Figlio di un ispettore di dogana, nasce a Palermo nel quartiere Seralcadi, dove suo nonno, omonimo, Nicolò Carosio, gestiva un negozio di libri, divenuto anche casa editrice e cenacolo letterario. La madre era una pianista maltese, Josy Holland. Si laureò in giurisprudenza a Venezia. Seguendo il padre nei suoi viaggi lavorativi in Inghilterra, Carosio ebbe modo di ascoltare le radiocronache della BBC. Nel 1932 decise di proporsi all’EIAR (la Radio di Stato) commentando un immaginario derby Torino-Juventus e lasciando a bocca aperta la commissione d’esami. L’Eiar gli offrì un contratto di collaborazione. Per tutta la sua carriera, Carosio lavorò sempre e solo come collaboratore esterno. Il 1º gennaio 1933 debuttò a Bologna per la partita amichevole Italia-Germania. Inaugurò per l’EIAR le radiocronache dei Mondiali di calcio del 1934, che l’Italia padrona di casa vinse; due anni dopo fu la voce della Nazionale di calcio alle Olimpiadi di Berlino (1936); fu confermato anche ai Mondiali di calcio del 1938 in Francia.

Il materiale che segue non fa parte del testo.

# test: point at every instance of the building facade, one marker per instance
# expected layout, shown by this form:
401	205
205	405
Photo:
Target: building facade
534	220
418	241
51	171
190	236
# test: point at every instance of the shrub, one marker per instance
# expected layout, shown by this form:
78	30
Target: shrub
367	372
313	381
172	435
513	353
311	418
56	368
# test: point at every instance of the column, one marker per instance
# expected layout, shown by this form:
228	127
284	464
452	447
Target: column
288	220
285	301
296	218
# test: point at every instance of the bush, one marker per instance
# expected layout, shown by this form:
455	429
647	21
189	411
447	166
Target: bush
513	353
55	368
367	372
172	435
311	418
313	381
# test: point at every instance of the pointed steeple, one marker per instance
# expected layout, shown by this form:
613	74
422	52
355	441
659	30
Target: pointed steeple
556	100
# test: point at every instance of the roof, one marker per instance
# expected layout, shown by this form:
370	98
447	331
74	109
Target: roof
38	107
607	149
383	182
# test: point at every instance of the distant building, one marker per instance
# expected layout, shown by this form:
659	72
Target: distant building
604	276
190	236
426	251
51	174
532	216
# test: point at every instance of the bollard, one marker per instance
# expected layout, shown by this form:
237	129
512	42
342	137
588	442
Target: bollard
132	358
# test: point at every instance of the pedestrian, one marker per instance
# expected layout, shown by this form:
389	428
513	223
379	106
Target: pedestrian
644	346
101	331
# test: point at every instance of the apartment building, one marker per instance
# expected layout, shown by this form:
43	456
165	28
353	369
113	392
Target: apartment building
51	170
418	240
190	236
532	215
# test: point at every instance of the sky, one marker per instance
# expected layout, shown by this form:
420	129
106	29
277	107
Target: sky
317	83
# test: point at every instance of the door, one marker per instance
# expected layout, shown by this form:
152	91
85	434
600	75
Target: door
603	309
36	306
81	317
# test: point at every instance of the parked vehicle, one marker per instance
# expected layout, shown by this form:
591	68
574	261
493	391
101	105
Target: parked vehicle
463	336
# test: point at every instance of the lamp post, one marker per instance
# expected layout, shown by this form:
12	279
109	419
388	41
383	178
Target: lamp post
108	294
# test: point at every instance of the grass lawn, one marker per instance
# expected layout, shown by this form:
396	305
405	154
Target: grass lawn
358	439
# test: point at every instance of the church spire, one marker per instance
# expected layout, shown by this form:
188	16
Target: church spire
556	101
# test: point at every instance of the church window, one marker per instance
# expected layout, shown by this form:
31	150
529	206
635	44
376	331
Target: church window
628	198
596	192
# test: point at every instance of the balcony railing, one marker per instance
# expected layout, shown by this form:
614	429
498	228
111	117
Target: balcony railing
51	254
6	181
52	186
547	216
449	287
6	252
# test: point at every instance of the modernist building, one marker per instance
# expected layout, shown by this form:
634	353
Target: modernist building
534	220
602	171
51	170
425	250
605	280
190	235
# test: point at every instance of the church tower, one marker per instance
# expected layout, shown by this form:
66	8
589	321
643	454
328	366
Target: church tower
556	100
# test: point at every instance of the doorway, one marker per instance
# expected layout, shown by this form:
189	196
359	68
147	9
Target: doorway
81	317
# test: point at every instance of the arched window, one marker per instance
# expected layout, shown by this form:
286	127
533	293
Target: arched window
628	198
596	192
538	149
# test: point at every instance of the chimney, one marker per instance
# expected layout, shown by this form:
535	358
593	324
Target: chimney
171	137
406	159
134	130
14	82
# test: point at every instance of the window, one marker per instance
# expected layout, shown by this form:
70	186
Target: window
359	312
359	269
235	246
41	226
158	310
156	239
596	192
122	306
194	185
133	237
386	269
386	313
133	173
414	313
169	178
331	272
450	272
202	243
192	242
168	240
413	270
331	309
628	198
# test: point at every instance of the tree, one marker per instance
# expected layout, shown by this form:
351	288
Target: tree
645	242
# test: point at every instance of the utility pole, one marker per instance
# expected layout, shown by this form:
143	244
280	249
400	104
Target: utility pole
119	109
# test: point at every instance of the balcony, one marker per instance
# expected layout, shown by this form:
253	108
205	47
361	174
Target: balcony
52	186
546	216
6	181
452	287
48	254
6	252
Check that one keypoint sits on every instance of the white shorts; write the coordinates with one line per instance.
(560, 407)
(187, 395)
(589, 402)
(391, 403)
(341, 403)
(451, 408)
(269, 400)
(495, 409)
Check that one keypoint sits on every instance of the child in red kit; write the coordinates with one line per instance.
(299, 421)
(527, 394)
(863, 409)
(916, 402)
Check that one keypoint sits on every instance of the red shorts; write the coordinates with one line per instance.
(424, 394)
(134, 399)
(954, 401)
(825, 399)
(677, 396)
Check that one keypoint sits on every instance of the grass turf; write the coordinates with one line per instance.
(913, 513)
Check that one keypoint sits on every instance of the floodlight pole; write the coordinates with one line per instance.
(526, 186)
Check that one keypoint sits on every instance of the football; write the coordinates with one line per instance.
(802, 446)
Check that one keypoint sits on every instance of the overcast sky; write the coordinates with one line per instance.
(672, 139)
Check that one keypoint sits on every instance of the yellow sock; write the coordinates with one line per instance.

Nel 1949, a causa della concomitante cerimonia della cresima del figlio, dovette rinunciare alla trasferta di Lisbona al seguito del Grande Torino, circostanza che gli salvò la vita. Nel viaggio di ritorno, difatti, l’aeroplano della squadra si schiantò contro la Basilica di Superga (Tragedia di Superga). In televisione nel 1954, anno dell’inizio ufficiale delle trasmissioni, divenne famoso per il suo «quasi goal!», esclamazione che sottolineava un’azione da gioco conclusa di poco fuori dallo specchio della porta. Commentò i trionfi in Coppa Campioni del Milan e dell’Inter nel 1963, 1964, 1965 e 1969. Fu la voce anche al mondiale del 1966 in Inghilterra, poi, dopo la parentesi di Nando Martellini che seguì l’Italia vittoriosa al europeo del 1968 (Carosio commentò la prima finale, Martellini la seconda), riprese il microfono in occasione dei mondiali del 1970 in Messico. Pensionato dal 1971, con l’avvento dell’emittenza privata si dedicò sporadicamente al commento di incontri delle serie minori per l’utenza locale. Nel film L’arbitro apparve anche nella parte di se stesso, usando una fraseologia tipica dei suoi commenti reali. Curò a lungo anche una rubrica sul settimanale a fumetti Topolino (Vi parla Nicolò Carosio) e per la stessa testata disneyana firmò alcuni ritratti di personalità dello sport, dello spettacolo e dell’arte (I grandi amici di Topolino).
È morto a Milano il 27 settembre 1984: ricoverato da tempo nella clinica “Città di Milano” per disturbi polmonari, non resse a una crisi respiratoria. Lasciò la moglie, Eugenia Zinelli, e due figli, Paolo e Giovanna. Nel centenario della nascita, il 15 marzo 2007, le poste italiane hanno dedicato un francobollo alla sua memoria.